昨年秋の北海道大会、神宮大会を制し、センバツ初出場を飾った札幌大谷ナイン

 札幌大谷中と大分中は軟式野球部ではなく、リトルシニア連盟に所属する中学硬式野球部。2016年にそれぞれシニアの全国大会に春夏連続出場している。

 星稜中と日章学園中は、2016年夏に横浜スタジアムで開催される全日本少年軟式野球大会に出場しており、星稜中は優勝、日章学園はベスト8まで勝ち上がっている。明豊中は2017年夏の同大会でベスト8進出。つまり、甲子園に出場した球児の多くは中学でも結果を残していたメンバーだったのだ。
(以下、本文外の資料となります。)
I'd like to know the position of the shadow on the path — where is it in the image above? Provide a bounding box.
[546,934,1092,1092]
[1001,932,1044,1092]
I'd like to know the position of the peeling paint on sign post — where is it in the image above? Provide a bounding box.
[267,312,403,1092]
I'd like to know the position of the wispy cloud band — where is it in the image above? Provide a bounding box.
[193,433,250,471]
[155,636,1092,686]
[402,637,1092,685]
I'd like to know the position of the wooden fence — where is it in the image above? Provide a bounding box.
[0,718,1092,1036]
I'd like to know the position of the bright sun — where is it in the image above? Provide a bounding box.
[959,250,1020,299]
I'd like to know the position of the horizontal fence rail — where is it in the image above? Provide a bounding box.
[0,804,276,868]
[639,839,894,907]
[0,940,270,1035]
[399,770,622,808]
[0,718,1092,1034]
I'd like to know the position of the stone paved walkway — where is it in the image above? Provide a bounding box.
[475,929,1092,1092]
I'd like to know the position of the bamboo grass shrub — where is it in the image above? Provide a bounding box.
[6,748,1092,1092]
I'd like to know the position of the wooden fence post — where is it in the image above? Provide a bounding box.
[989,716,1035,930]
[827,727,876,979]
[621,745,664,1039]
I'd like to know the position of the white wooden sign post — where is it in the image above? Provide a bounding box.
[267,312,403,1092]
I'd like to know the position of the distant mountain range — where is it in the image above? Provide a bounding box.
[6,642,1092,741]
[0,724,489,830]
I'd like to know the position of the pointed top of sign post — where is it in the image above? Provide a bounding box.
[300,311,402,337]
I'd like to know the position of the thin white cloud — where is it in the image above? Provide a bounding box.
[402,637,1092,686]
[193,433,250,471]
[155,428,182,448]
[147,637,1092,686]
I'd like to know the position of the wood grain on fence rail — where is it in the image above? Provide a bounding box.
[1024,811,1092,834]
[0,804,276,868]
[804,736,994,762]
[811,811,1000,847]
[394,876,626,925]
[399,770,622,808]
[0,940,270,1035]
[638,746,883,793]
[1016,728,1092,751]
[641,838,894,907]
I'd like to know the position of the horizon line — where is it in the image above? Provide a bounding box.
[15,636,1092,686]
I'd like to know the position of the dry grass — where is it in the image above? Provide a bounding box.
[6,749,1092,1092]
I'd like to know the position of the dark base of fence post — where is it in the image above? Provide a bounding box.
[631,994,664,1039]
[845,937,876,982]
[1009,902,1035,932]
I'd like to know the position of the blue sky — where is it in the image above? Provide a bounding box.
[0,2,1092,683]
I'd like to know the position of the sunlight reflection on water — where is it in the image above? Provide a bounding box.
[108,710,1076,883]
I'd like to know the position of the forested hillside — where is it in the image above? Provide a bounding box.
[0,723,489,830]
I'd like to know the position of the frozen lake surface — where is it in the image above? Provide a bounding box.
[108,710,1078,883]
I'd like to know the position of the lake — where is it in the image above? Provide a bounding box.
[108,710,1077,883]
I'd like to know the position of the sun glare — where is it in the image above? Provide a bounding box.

 中高一貫校のメリットとは何か。大分高の主将を務める足立駿はこう証言する。

「守備の連係はすごく取れていると思います。中学から高校まで継続できるので、完成度が高められます。コミュニケーション、アイコンタクトは他のチームより取れていると思います」

 大分高はセカンドを守る足立など、バッテリーを含めた内野6人全員が大分中シニアの出身者だ。松山聖陵(愛媛)とのセンバツ初戦では、大分高は鍛え抜かれた好守備を随所に見せ、4対1と守り勝った。

 とはいえ、大分高が中高6年間のスパンで強化に乗り出したのは、5年前と歴史は浅い。それまでは中学と高校の間に太い連携はなく、足立も大分中に入学した当初は「中学と高校がつながっていることすら知りませんでした」と語る。変革は2014年に同校に赴任した野田健二コーチの提案から始まった。

「せっかく同じ敷地で活動しているのですから、お互いにもっと入り込んでもいいのでは? と思って、いろいろと規定を調べたんです」

 大分高は内野手出身で、守備指導に定評のある松尾篤監督、大分中シニアはオリックスなどで投手としてプレーした岩崎久則監督が率いている。松尾監督には「ノッカーと選手の1対1の勝負」という守備へのこだわりがあり、選手たちもそんな野球にあこがれて入ってくる。そこで野田コーチは「中学では逆に打撃を強化して、高校で守備を伸ばせばいい」と考える。当初は中学野球部に籍を置いていた野田コーチがパイプ役となり、大分中高の連携を深めていった。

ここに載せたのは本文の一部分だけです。